When the trial started, Dangarembga was glad to be outside Zimbabwe, after being offered a fellowship at the Harvard Radcliffe Institute. A writer’s job is to sit and think all day, she said, and that would have been very uncomfortable.
In September 2022, both women were convicted of inciting violence and given custodial sentences. Dangarembga paid a fine to avoid one part of the sentence, and will face a six-month sentence if she reoffends within the next five years.

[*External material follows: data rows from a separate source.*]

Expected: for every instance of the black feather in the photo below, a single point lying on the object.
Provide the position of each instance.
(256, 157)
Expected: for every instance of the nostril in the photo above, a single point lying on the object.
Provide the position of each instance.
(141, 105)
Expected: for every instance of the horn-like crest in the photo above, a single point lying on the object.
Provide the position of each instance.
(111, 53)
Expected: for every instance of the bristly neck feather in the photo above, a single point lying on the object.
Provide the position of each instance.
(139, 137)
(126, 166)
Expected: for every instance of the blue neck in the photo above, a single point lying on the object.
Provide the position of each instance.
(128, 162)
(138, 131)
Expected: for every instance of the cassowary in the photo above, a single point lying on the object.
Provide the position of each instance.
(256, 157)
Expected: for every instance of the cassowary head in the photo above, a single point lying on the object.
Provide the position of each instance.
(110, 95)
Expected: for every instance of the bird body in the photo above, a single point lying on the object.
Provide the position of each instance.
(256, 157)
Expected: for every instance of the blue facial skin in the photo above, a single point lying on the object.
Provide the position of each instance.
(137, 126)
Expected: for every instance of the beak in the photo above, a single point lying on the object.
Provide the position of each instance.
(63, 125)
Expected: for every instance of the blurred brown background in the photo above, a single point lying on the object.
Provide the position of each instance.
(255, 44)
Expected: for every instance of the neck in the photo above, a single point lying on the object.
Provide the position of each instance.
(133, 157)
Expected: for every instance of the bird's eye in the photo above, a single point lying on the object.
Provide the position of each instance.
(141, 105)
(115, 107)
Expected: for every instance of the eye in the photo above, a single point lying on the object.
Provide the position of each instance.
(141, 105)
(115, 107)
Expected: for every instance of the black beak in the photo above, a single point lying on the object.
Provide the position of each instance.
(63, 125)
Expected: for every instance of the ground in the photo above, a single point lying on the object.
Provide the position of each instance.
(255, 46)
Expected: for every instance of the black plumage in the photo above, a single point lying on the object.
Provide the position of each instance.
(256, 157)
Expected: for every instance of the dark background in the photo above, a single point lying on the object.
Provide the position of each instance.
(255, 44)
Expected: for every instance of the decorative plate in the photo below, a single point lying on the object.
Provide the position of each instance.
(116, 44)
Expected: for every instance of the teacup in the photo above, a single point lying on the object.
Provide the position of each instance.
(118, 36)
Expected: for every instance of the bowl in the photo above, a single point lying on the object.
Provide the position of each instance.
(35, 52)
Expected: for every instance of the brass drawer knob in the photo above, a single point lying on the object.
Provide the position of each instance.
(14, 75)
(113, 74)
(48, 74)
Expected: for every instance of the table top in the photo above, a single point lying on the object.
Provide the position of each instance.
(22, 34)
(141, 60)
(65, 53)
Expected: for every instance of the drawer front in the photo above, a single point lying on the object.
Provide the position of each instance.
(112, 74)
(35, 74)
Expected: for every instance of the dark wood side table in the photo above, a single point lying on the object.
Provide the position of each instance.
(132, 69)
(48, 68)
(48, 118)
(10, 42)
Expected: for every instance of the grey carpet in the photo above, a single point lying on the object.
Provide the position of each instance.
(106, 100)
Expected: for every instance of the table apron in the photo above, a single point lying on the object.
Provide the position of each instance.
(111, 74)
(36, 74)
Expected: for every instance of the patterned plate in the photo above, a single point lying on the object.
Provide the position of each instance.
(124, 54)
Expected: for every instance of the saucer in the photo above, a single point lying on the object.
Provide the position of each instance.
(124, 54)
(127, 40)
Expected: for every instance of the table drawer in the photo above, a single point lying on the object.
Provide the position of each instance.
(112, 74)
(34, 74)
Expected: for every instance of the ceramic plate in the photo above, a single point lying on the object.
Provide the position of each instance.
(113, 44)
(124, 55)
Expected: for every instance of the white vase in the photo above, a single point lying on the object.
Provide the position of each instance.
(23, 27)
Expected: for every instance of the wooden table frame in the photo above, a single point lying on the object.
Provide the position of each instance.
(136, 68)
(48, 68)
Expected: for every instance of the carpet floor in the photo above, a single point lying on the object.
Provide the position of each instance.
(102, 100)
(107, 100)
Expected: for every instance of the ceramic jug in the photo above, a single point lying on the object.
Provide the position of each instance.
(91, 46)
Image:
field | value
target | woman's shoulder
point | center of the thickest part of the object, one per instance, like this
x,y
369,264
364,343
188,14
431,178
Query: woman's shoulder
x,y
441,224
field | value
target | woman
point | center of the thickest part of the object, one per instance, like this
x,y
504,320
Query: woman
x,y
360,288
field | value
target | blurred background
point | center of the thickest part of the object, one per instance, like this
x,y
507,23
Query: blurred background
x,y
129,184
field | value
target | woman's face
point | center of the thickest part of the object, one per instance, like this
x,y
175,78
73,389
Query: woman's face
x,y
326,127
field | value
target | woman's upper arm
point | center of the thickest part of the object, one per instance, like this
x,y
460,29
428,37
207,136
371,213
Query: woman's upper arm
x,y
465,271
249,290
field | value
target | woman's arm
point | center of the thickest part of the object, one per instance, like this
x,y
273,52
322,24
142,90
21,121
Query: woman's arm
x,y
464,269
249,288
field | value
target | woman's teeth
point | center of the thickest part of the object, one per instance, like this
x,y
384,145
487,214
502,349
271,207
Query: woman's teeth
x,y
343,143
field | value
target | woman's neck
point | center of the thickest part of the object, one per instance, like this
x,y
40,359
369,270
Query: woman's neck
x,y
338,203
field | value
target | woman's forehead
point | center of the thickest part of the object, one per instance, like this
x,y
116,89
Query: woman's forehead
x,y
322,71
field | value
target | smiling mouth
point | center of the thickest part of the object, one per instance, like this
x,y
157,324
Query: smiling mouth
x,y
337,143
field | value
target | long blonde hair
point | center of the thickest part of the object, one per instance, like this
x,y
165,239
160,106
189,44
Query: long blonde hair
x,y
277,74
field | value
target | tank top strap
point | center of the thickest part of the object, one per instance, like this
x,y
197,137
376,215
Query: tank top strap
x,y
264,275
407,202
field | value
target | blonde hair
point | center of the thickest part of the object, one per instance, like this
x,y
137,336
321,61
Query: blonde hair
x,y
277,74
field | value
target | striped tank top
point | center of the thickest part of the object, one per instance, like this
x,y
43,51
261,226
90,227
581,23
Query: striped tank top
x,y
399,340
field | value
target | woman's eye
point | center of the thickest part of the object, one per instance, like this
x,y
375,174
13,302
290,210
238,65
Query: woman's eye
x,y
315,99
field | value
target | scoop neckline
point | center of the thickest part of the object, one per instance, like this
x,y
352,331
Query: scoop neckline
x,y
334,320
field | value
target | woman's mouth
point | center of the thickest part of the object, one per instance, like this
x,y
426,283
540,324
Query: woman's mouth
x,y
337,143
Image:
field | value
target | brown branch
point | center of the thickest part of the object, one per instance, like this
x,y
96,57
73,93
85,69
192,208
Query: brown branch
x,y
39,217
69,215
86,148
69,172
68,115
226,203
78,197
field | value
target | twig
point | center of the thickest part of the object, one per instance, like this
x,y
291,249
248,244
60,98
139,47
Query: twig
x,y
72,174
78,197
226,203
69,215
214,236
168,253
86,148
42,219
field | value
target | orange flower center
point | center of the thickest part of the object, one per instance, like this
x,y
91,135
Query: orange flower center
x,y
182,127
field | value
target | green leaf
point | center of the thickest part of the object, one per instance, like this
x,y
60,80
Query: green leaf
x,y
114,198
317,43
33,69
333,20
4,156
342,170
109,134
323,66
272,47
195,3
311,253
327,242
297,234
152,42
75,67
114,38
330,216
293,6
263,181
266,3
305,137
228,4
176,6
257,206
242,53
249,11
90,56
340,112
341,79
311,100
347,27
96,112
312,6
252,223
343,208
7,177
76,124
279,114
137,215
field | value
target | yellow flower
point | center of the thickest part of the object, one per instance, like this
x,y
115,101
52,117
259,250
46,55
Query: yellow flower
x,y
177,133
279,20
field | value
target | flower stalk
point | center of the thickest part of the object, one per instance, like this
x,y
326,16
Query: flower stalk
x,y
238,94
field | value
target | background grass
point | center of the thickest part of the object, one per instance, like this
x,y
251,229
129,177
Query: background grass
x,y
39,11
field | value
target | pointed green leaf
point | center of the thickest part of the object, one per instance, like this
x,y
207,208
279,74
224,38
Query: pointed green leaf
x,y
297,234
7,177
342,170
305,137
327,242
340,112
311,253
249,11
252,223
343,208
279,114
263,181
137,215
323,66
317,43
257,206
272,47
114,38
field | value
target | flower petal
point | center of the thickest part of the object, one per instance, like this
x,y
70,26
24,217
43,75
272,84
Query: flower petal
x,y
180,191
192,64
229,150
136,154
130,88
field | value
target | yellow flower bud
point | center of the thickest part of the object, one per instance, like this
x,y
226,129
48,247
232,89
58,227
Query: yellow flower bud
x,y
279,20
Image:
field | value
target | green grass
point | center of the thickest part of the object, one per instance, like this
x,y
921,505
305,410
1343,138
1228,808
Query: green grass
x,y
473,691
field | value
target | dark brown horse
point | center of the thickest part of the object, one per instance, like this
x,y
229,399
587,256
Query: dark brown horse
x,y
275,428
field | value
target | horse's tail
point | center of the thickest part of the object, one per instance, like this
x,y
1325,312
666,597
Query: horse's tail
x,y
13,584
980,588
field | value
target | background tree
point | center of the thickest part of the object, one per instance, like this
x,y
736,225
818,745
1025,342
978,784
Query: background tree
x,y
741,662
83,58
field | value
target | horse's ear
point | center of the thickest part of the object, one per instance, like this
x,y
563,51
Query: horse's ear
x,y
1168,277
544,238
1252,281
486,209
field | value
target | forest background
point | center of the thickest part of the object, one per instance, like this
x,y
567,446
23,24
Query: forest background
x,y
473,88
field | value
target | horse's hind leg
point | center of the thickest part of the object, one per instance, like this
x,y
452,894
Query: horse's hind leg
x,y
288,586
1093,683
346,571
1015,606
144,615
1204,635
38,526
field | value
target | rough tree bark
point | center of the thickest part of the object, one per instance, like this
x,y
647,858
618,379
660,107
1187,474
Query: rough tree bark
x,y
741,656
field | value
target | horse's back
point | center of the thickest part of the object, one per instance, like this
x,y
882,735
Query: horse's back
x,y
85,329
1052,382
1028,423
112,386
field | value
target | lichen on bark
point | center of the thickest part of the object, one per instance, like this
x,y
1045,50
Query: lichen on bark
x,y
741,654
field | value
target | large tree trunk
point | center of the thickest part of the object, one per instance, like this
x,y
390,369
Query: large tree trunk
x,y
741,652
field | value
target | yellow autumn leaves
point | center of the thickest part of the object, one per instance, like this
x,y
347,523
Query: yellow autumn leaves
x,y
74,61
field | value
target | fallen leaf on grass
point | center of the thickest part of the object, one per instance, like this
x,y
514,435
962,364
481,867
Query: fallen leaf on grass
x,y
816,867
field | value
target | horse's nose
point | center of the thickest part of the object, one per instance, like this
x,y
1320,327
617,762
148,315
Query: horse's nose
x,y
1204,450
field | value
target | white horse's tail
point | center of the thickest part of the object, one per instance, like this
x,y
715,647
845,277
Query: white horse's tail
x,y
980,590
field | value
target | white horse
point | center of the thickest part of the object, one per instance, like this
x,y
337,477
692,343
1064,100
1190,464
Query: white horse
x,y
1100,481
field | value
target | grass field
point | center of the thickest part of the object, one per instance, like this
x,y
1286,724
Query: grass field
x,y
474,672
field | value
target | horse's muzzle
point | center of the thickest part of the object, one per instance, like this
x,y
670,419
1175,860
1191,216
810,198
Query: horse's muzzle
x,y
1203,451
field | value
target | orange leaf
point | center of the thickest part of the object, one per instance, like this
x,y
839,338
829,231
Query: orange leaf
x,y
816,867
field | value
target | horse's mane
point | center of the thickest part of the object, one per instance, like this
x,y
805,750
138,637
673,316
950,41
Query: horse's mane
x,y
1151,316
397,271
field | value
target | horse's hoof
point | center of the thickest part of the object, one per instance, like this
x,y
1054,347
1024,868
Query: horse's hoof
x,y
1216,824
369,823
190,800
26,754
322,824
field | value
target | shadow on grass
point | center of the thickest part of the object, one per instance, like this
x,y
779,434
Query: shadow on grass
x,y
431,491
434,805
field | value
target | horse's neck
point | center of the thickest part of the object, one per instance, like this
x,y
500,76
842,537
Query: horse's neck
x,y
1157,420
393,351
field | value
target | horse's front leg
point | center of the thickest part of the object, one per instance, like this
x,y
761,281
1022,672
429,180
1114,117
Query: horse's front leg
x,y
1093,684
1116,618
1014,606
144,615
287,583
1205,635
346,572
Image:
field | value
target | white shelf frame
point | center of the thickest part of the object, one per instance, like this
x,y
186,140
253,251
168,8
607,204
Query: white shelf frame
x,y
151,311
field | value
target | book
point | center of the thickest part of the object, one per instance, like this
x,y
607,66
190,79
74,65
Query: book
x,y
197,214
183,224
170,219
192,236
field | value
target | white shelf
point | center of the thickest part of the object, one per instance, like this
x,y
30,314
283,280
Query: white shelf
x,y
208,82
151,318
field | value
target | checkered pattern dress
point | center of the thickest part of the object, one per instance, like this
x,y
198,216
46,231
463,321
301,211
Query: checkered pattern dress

The ruling Zanu PF party has been in power since the country’s independence in 1980, when colonial rule ended but left a deep mark. In summer 2023, Zimbabwe will head to the polls. Ahead of this, president Emmerson Mnangagwa is planning to sign the Private Voluntary Organisation Bill into law, which would mean NGOs could have their registrations cancelled if they are deemed to have political affiliation.
Dangarembga – who also runs a trust, the Institute of Creative Arts for Progress in Africa – believes there is a political strategy at play, with several tactics operating simultaneously.
One of them is propaganda. Due to expensive data, she explained, many people cannot access social media and instead rely on traditional media – outlets which have to buy licences from the government.
“People are not really able to get much information about a different point of view from the government’s point of view,” she said. “If the government tells them that these private voluntary organisations are puppets of the West, and they’re here to destroy the liberation that we fought so hard for, people will tend to believe it.”
But even more concerning for Dangarembga is the power that this law would give the government. She compares it to land reform, where the government seized private property.
“It is a very logical consequence of the position that Zanu PF has taken of total control, and they say it very openly – they say ’Zanu PF will rule forever’.”
With the election looming, Dangarembga believes that people can make choices according only to what they know. If they are told that failure to comply will result in a lack of seeds for the planting season, they can make a decision based only on the welfare of their families.
“When one looks at the reality on the ground in Zimbabwe, it’s easy to think ’Well, why don’t the citizens vote them out?’” she told Index. “But one has to know what they’re dealing with.”
Dangarembga’s words, whether fiction, nonfiction or scribed on a placard, go a long way to scratching at the wounds inflicted on Zimbabweans.